Jaap de Hoop Scheffer is the secretary general of the NATO. He is encyclopaedic and sure enough, he has his Wikipedia article in nineteen Wikipedias. His article is most often written in the Latin script, but there is also Яп де Хоп Схефер, იაპ დე ჰოოპ სხეფერი, ヤープ・デ・ホープ・スヘッフェル, Хооп Схеффер, Яап деХооп Схеффер, Яап де, Яап де Ҳуп Схефер, Хооп Схеффер Яап де and 亚普·德霍普·斯海费.

When I hear how people pronounce his name, it often does not sound like anything his mother would recognise him by. Mr de Hoop Scheffer was born and raised in the Netherlands and consequently his name should be pronounced in the Dutch way. This is relevant encyclopaedic information. There are services that help newscasters pronounce the news by making recordings like this available.

According to some, it is not encyclopaedic at all.  " It's just one person talking & then done." or "For the same reason that voiced articles are not featurable." I can say "It is just a tit sounding off" or "It is just another recording of the four seasons by Vivaldi by a minor artist", why would these be more encyclopaedic ? The case for a good recording of the pronunciation of the name of a famous person or place is easy to make; it is the difference between being understood or not.
Thanks,
      GerardM

1 comment:

Anonymous said...

We had an argument about whether or not an information on pronunciation is deserving to be included in an encyclopedic context. This case was about the German Wikipedia entry on "Flönz", today the name of a blood-saussage which is being made in Cologne and about. It is spelt in a way that does not conform to Standard German common spelling, and there is simply no way to do otherwise, because the word derives from a local language, a so called dialect, having a phoneme pair [ønː] in [flønːts] which Standard German hasn't, hence Standard German cannot spell it.
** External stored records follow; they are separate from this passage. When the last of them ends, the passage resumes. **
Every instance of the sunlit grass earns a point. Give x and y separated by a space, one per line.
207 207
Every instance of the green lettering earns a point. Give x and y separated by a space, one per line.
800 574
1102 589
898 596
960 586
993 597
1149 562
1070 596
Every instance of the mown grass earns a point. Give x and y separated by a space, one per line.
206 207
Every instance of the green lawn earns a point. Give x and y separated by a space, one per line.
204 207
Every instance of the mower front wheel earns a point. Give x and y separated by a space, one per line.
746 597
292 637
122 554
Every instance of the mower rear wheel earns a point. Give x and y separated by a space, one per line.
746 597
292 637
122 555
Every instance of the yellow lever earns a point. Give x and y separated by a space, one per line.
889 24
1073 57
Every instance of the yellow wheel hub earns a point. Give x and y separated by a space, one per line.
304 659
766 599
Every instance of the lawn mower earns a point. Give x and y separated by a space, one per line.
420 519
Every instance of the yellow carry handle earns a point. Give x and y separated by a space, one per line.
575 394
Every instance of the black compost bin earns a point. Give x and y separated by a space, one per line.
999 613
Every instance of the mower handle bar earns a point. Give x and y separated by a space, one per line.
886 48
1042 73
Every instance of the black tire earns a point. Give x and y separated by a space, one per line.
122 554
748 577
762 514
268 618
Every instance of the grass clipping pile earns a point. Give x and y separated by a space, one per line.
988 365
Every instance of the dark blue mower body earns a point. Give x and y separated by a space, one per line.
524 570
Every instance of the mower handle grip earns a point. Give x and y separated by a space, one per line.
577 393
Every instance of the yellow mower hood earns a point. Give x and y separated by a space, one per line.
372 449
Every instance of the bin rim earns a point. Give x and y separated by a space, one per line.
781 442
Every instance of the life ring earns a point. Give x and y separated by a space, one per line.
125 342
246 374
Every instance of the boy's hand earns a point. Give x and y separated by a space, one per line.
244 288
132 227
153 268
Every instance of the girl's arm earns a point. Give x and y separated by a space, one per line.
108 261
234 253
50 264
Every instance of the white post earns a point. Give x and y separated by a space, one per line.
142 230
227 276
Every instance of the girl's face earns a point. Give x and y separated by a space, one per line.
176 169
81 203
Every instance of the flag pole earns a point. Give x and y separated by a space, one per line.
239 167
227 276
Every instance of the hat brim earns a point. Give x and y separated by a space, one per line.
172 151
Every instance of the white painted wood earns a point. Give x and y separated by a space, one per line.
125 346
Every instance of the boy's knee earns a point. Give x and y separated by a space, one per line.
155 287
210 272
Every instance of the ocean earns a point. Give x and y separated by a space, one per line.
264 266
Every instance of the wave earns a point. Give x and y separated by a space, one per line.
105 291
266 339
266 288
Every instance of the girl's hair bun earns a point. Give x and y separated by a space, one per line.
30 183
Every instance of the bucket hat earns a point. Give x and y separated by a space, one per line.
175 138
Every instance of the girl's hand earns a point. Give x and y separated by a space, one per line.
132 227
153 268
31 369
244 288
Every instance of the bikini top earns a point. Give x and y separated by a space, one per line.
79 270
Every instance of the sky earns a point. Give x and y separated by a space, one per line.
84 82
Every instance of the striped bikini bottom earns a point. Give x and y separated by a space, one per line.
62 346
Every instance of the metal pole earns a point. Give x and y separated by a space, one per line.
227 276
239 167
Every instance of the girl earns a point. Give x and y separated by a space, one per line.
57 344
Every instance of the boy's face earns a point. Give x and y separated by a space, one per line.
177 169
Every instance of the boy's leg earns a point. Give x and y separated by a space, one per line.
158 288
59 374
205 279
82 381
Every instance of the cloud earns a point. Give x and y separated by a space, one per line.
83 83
Almost unbelievable to me, there were several serious suggestions, not to mention the difference between spelling and pronunciation in the article. Because, e.g., it was about the word, not the meaning and thus to be put into Wikitionary instead of Wikipedia. (Why not both?) Or as a German Word, it would have to be pronunced according to the German rules, only when used in the dialect, things were different, but this was not the articles subject matter. (The word is not a German word, just in the same way as "Jaap de Hoop Scheffer" isn't German) Also soneone claimed, the word were being used in a wider region but the one, we had a pronunciation for confirmed by citable references, thus pronunciation in general were unclear and thus not to be mentioned. (No reference given which confirmed the wider use, though) My impression from those argumnts is that, these editors do not understand what they are talking about, and they do not see the implications of their rigor to deprive readers of pronunctiation.

I would like having this as a general rule:
Since Wikipedia is a multilingual ressource, since readers of all tongues constantly look for this and that additional bit of information in language editions foreign to them, the reading and pronunciation rules of which they may not know well, my suggestion is to include IPA and sound sample versions of everything, that Wikipedia mentions, not only names.
I would like having this as a general rule. While it does not hurt those who already know, it will be valuable for all others.